You've got some one else to comfort you for a little while," he added moodily.
She suddenly sprang up, went up to him, and laid her arm confidingly on his shoulder.
"Don't you _know_ that I'll be your wife, Nikolai ?" she said, looking full and ardently into his eyes; there were still tears on her dark, freckled face.
"Well, if you will, Silla, you shall see who can work." "But mother, Nikolai! Oh, I'm so frightened--so frightened only that she'll get to know that we sometimes meet.

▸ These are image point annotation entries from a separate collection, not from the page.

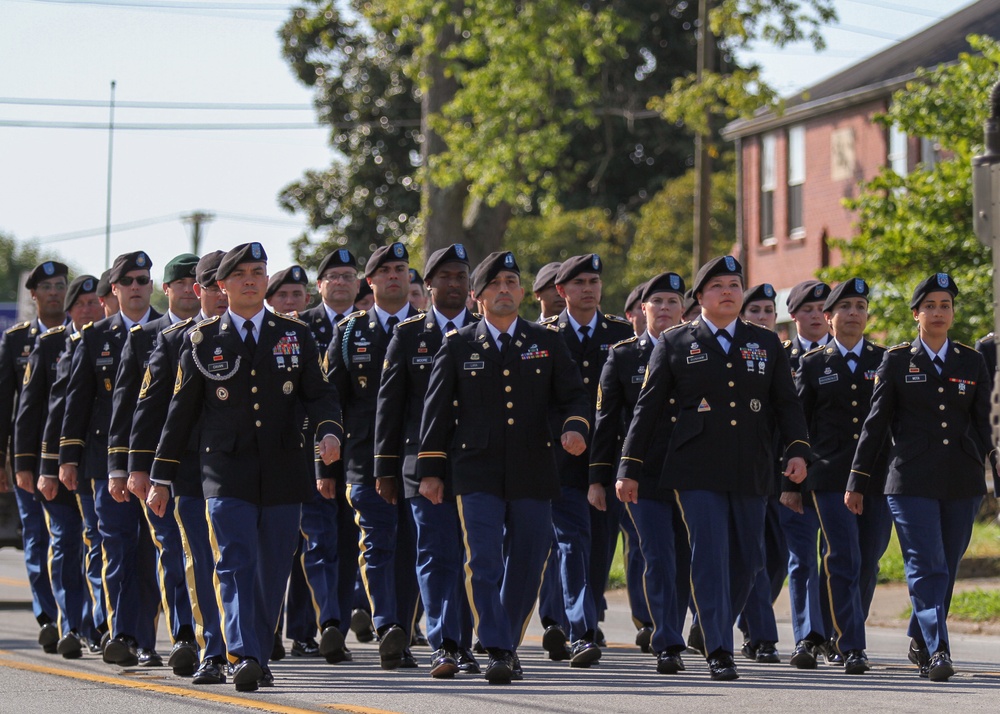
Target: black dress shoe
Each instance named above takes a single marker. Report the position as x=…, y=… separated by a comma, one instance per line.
x=444, y=664
x=804, y=655
x=183, y=658
x=643, y=637
x=721, y=668
x=148, y=658
x=70, y=646
x=467, y=663
x=856, y=662
x=584, y=653
x=305, y=648
x=669, y=663
x=48, y=638
x=211, y=671
x=940, y=667
x=246, y=675
x=767, y=653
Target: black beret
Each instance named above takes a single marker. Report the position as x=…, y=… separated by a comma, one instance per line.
x=207, y=266
x=663, y=283
x=387, y=253
x=104, y=284
x=292, y=275
x=855, y=287
x=341, y=258
x=493, y=265
x=44, y=271
x=182, y=266
x=589, y=263
x=723, y=265
x=764, y=291
x=128, y=262
x=81, y=285
x=454, y=253
x=806, y=291
x=546, y=276
x=634, y=296
x=243, y=253
x=939, y=282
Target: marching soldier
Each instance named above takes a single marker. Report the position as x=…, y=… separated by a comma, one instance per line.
x=487, y=420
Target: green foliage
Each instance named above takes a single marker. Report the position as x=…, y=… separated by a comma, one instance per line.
x=913, y=226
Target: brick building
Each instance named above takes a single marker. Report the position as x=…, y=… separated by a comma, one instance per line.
x=794, y=170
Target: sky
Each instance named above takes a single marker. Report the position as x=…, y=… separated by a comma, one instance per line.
x=54, y=181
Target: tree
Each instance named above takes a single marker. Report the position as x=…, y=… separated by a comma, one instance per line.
x=916, y=225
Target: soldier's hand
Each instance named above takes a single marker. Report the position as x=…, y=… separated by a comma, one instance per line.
x=596, y=497
x=138, y=483
x=329, y=449
x=157, y=499
x=796, y=471
x=432, y=488
x=327, y=487
x=25, y=481
x=574, y=443
x=68, y=475
x=627, y=490
x=793, y=501
x=387, y=489
x=855, y=502
x=118, y=489
x=48, y=487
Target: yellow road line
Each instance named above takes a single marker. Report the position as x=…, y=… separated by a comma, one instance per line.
x=204, y=696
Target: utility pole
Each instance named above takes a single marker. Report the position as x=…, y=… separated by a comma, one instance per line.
x=702, y=159
x=196, y=219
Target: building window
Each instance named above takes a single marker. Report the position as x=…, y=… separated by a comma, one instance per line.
x=768, y=184
x=796, y=178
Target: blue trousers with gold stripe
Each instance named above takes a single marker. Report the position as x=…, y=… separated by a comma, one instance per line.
x=192, y=520
x=933, y=535
x=254, y=545
x=726, y=534
x=388, y=557
x=506, y=546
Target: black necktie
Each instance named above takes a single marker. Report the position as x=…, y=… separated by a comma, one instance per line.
x=249, y=340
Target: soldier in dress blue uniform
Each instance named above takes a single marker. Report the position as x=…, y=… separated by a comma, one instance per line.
x=64, y=524
x=933, y=399
x=835, y=383
x=585, y=533
x=653, y=516
x=355, y=359
x=47, y=284
x=129, y=573
x=408, y=363
x=188, y=502
x=486, y=422
x=247, y=375
x=733, y=387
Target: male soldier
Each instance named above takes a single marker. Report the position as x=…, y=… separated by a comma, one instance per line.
x=355, y=358
x=732, y=387
x=584, y=534
x=65, y=527
x=661, y=538
x=247, y=375
x=835, y=385
x=810, y=618
x=408, y=362
x=188, y=499
x=47, y=284
x=182, y=304
x=492, y=390
x=129, y=578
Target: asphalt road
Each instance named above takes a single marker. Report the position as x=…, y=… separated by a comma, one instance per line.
x=624, y=681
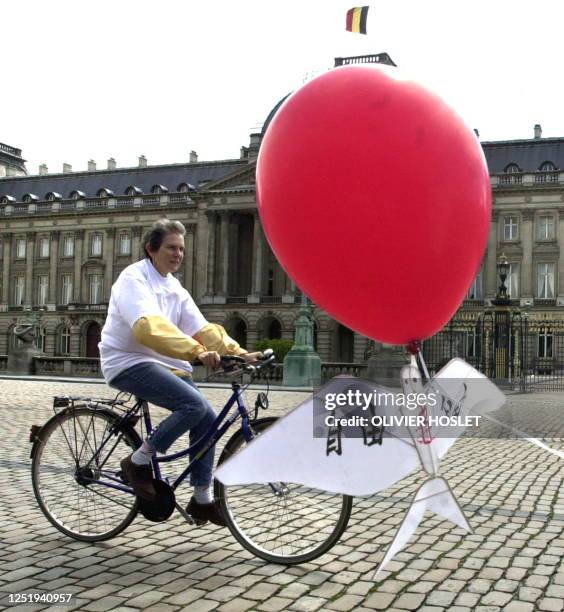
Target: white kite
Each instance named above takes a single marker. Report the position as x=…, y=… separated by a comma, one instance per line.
x=345, y=439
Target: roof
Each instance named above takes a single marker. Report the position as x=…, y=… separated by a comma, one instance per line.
x=118, y=181
x=527, y=154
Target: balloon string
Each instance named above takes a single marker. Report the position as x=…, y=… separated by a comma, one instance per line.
x=414, y=347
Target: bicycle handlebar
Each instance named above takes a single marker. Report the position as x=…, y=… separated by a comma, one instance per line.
x=228, y=363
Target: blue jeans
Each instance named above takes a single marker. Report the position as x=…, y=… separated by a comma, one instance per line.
x=190, y=410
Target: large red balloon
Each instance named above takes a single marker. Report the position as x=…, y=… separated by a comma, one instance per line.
x=376, y=200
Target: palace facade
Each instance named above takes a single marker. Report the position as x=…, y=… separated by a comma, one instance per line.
x=66, y=236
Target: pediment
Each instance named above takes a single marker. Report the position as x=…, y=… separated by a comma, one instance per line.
x=241, y=179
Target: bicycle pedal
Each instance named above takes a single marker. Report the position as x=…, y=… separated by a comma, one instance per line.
x=197, y=522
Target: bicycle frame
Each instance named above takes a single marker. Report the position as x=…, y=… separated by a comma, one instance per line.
x=200, y=447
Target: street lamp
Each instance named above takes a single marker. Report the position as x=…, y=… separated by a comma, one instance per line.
x=503, y=270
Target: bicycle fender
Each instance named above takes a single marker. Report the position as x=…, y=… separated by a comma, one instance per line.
x=36, y=430
x=234, y=438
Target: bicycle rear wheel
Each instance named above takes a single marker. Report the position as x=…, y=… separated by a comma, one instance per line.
x=67, y=482
x=281, y=522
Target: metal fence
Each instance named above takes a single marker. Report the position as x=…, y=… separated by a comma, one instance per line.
x=513, y=349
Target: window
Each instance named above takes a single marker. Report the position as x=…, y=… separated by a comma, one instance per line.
x=545, y=227
x=473, y=343
x=68, y=246
x=545, y=343
x=512, y=281
x=19, y=290
x=66, y=289
x=95, y=288
x=475, y=291
x=20, y=248
x=44, y=247
x=96, y=245
x=42, y=286
x=547, y=167
x=510, y=227
x=124, y=244
x=63, y=341
x=545, y=281
x=512, y=169
x=41, y=339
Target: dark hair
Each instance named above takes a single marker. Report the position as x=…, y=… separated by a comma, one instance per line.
x=161, y=228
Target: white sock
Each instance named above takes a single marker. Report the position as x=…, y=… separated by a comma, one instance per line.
x=142, y=456
x=203, y=494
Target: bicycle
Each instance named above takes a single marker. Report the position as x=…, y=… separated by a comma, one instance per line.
x=79, y=487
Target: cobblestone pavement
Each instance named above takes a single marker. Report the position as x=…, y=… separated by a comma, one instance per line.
x=510, y=489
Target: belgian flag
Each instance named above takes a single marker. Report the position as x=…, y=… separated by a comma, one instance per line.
x=356, y=19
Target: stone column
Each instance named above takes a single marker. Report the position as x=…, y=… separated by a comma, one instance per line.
x=28, y=295
x=75, y=339
x=223, y=263
x=189, y=259
x=490, y=272
x=527, y=261
x=77, y=285
x=7, y=241
x=210, y=284
x=109, y=261
x=201, y=252
x=53, y=260
x=258, y=258
x=136, y=248
x=290, y=290
x=560, y=237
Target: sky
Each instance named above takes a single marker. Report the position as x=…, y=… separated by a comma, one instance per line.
x=121, y=78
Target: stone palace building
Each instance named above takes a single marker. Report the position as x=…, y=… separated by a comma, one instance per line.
x=65, y=237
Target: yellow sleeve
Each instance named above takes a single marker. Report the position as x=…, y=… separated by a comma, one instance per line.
x=165, y=338
x=215, y=338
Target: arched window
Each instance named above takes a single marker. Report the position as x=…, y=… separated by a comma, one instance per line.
x=63, y=340
x=132, y=190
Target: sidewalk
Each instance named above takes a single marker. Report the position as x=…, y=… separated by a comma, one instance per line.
x=511, y=491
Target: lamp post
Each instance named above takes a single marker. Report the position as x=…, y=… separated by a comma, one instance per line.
x=505, y=357
x=502, y=299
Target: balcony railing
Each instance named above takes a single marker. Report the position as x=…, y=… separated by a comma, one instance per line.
x=546, y=177
x=511, y=179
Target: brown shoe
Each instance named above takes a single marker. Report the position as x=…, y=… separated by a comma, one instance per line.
x=140, y=477
x=206, y=512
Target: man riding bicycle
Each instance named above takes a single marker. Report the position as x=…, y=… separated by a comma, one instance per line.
x=152, y=331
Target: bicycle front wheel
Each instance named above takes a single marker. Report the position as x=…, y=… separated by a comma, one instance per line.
x=71, y=482
x=281, y=522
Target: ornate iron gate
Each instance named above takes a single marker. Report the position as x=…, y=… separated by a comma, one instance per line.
x=522, y=352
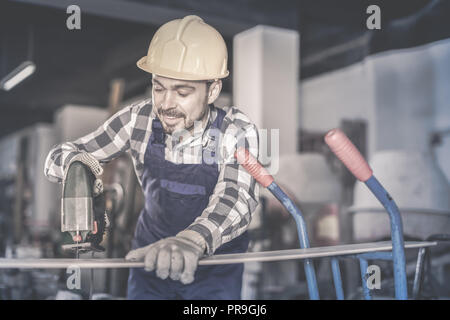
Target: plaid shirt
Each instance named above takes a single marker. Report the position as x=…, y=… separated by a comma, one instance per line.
x=235, y=196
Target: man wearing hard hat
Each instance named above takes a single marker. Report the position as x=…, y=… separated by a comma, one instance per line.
x=194, y=207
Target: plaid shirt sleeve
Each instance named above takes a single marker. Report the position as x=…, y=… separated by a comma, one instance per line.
x=236, y=194
x=104, y=144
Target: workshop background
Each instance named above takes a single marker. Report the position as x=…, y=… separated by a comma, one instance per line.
x=303, y=67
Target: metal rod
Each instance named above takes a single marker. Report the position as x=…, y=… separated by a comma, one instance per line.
x=265, y=256
x=418, y=277
x=337, y=279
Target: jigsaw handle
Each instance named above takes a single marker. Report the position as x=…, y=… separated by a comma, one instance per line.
x=346, y=151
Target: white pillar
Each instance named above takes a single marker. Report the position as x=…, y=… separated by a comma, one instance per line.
x=265, y=81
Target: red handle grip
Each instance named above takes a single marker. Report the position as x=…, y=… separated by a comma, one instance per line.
x=252, y=165
x=346, y=151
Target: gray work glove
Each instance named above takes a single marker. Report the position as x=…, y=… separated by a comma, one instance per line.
x=176, y=257
x=95, y=168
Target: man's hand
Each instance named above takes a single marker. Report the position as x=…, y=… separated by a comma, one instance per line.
x=176, y=257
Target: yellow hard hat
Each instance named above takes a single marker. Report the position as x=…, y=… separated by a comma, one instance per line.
x=186, y=49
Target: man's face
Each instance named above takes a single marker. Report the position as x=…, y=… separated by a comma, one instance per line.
x=179, y=103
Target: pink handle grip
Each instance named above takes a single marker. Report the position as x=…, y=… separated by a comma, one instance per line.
x=253, y=167
x=346, y=151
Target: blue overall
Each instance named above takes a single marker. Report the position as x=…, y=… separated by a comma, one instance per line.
x=176, y=194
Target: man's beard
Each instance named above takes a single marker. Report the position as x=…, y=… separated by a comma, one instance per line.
x=173, y=112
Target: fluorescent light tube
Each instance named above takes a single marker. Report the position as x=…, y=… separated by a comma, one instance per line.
x=19, y=74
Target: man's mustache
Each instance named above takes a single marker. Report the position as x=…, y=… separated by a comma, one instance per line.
x=172, y=112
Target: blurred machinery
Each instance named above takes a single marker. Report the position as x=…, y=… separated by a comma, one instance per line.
x=30, y=223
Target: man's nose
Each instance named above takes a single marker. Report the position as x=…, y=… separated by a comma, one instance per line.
x=169, y=100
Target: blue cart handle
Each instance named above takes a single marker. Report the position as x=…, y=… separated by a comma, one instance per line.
x=264, y=178
x=346, y=151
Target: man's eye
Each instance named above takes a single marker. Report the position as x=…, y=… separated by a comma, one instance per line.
x=183, y=94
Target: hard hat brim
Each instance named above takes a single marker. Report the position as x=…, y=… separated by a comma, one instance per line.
x=142, y=64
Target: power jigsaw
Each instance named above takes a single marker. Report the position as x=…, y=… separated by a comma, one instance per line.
x=83, y=214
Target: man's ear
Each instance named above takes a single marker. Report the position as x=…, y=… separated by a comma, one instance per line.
x=214, y=90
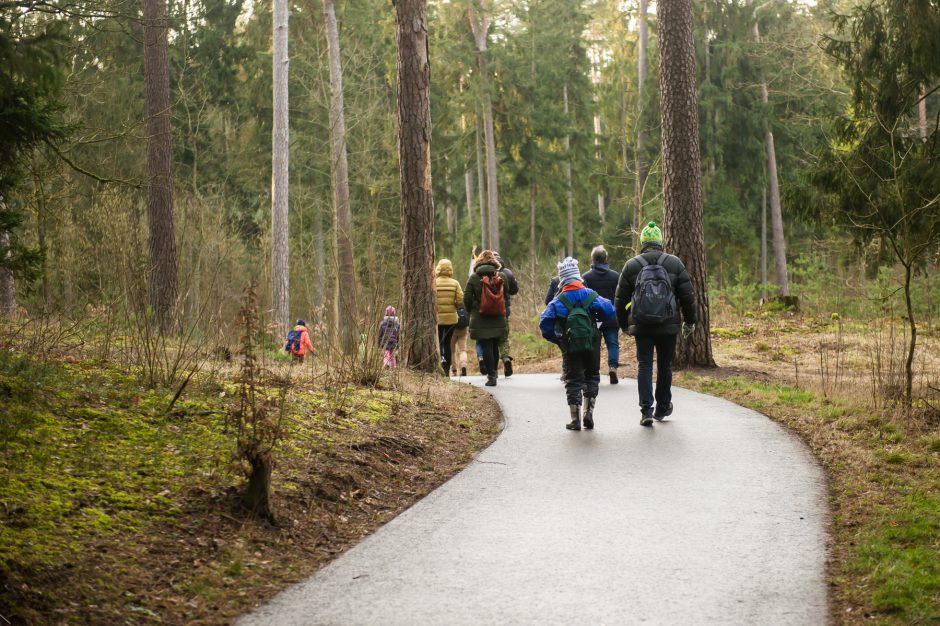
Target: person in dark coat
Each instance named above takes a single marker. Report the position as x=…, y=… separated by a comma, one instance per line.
x=659, y=337
x=604, y=281
x=486, y=330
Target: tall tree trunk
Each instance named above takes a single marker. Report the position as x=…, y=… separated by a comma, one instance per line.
x=163, y=270
x=642, y=70
x=280, y=268
x=776, y=212
x=763, y=244
x=533, y=192
x=347, y=315
x=418, y=296
x=479, y=24
x=922, y=114
x=682, y=184
x=481, y=180
x=7, y=282
x=570, y=194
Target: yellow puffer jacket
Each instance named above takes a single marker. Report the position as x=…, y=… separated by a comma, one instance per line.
x=449, y=294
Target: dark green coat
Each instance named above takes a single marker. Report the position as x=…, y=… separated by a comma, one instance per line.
x=483, y=326
x=681, y=285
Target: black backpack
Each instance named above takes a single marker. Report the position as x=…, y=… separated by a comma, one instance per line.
x=654, y=300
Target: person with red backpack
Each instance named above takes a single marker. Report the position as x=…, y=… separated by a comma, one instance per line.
x=298, y=342
x=654, y=286
x=571, y=320
x=484, y=297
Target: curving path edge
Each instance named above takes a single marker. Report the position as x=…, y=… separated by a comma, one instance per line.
x=716, y=515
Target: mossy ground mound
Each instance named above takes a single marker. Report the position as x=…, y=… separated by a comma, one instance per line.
x=114, y=509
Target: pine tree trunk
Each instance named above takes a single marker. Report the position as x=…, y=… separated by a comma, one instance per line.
x=922, y=114
x=481, y=180
x=7, y=282
x=418, y=298
x=642, y=70
x=776, y=212
x=346, y=314
x=280, y=269
x=682, y=186
x=479, y=24
x=570, y=192
x=163, y=269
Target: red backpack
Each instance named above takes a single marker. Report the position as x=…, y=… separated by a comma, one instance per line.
x=492, y=300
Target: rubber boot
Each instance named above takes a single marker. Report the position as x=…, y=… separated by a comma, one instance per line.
x=588, y=417
x=575, y=423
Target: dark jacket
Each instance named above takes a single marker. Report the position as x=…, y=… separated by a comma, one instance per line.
x=483, y=326
x=604, y=281
x=512, y=286
x=552, y=320
x=681, y=285
x=552, y=290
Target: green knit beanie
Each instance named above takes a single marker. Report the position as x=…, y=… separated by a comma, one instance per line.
x=651, y=234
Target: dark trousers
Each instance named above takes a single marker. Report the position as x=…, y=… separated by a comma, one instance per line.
x=444, y=334
x=490, y=349
x=582, y=373
x=665, y=346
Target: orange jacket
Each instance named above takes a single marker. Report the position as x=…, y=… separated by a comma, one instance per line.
x=305, y=344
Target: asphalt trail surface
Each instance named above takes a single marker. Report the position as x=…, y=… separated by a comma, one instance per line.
x=714, y=516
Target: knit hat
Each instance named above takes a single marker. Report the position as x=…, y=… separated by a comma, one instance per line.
x=651, y=234
x=568, y=271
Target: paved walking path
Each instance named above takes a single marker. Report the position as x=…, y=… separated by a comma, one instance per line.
x=714, y=516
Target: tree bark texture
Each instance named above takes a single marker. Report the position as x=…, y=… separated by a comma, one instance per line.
x=347, y=314
x=481, y=186
x=570, y=192
x=682, y=178
x=922, y=114
x=280, y=149
x=479, y=24
x=164, y=289
x=642, y=71
x=7, y=282
x=776, y=212
x=418, y=297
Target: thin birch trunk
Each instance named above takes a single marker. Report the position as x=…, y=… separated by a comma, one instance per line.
x=280, y=268
x=642, y=70
x=346, y=311
x=481, y=179
x=776, y=212
x=570, y=194
x=479, y=24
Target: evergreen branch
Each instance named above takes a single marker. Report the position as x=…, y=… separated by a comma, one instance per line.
x=81, y=170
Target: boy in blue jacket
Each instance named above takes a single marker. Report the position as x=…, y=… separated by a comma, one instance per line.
x=570, y=320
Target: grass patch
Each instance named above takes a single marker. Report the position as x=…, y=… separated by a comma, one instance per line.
x=114, y=510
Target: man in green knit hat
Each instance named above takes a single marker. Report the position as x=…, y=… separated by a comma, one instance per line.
x=653, y=287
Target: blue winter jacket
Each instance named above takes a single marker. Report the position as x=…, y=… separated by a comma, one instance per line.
x=552, y=321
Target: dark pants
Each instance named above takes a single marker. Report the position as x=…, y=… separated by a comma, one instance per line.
x=490, y=348
x=582, y=373
x=665, y=346
x=444, y=334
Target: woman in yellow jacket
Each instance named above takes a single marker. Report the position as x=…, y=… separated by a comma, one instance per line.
x=449, y=299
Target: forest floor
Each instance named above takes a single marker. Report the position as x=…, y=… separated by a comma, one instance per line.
x=838, y=385
x=115, y=510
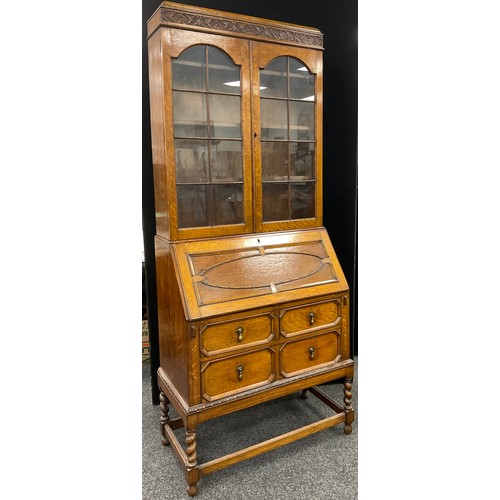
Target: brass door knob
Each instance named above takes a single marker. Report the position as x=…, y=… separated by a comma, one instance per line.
x=239, y=332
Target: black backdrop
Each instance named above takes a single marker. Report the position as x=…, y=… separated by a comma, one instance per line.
x=337, y=20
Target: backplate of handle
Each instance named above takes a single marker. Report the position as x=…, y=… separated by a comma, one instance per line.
x=239, y=333
x=311, y=318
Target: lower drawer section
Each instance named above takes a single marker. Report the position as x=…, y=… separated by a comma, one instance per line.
x=302, y=355
x=232, y=375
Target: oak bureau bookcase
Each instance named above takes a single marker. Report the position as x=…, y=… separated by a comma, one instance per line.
x=252, y=302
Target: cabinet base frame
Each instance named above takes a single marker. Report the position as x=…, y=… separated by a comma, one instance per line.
x=195, y=471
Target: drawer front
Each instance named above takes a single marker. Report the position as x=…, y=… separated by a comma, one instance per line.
x=238, y=373
x=297, y=320
x=302, y=355
x=227, y=335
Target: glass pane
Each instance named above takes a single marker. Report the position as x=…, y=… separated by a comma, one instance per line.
x=302, y=200
x=192, y=206
x=274, y=202
x=225, y=116
x=273, y=119
x=273, y=79
x=226, y=161
x=228, y=204
x=190, y=115
x=223, y=74
x=275, y=160
x=301, y=121
x=301, y=81
x=302, y=161
x=189, y=70
x=191, y=160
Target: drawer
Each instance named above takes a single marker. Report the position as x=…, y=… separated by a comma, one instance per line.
x=223, y=336
x=303, y=355
x=300, y=319
x=231, y=375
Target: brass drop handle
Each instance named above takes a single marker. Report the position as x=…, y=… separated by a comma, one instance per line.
x=311, y=318
x=239, y=332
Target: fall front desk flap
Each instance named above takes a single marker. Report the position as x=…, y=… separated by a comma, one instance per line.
x=227, y=275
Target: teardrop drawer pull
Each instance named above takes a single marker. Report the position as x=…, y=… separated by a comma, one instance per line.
x=311, y=318
x=239, y=332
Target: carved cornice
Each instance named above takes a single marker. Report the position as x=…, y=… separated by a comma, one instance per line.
x=226, y=25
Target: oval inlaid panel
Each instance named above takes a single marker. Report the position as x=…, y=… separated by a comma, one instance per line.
x=257, y=271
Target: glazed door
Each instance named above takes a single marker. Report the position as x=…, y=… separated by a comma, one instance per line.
x=287, y=130
x=208, y=135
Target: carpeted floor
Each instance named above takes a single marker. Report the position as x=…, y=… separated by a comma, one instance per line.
x=321, y=466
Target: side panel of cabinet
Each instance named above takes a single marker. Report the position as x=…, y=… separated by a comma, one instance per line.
x=157, y=110
x=263, y=55
x=174, y=335
x=175, y=42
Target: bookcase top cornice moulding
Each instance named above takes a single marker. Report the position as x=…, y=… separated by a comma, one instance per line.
x=170, y=14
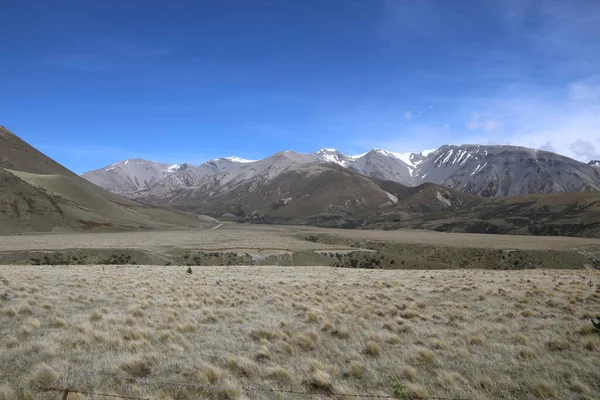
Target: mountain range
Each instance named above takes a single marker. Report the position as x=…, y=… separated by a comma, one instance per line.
x=486, y=171
x=38, y=195
x=326, y=188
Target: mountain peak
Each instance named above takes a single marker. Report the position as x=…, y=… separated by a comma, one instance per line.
x=239, y=160
x=333, y=156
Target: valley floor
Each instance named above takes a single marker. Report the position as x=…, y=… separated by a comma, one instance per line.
x=256, y=332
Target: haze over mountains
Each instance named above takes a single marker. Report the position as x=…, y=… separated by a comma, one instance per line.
x=487, y=171
x=324, y=189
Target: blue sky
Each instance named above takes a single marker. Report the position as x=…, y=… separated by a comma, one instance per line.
x=92, y=82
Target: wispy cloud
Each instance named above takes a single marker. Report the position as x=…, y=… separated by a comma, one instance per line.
x=534, y=82
x=103, y=54
x=476, y=124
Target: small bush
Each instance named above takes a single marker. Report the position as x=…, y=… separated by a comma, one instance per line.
x=372, y=348
x=44, y=376
x=544, y=388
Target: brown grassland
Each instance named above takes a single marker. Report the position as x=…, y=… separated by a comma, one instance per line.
x=223, y=332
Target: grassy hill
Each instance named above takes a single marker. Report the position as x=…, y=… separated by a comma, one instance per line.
x=37, y=195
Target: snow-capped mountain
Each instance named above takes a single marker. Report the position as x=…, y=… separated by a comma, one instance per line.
x=334, y=156
x=488, y=171
x=385, y=165
x=494, y=171
x=129, y=176
x=189, y=176
x=254, y=173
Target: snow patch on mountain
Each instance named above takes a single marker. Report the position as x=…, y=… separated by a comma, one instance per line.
x=239, y=160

She looks at me so hard every time I've been an errand, and I've always been gone so long.

But when I sit darning and patching of an evening, I sometimes imagine that you come in so fine and rich, and that you own the whole of Haegberg's smithy, so that mother has to give in." "No, do you think about that, Silla?
Then I will come.

She'll have to give in like smoke, if I come only with my credentials, and my honest trade as well." What was it that had happened that light, hazy, summer evening, when the waterfall thundered out beneath the bridge, when the trees seemed to swell with new budding leaves, and the sun glittered on the windows here and there?
Was he intoxicated, or was it the evening that had taken an extra Midsummer carouse?
The last he saw of Silla was that she hurried homewards with her can, and that she had looked round at him, as she turned into the road among the houses.
The world was right enough after all.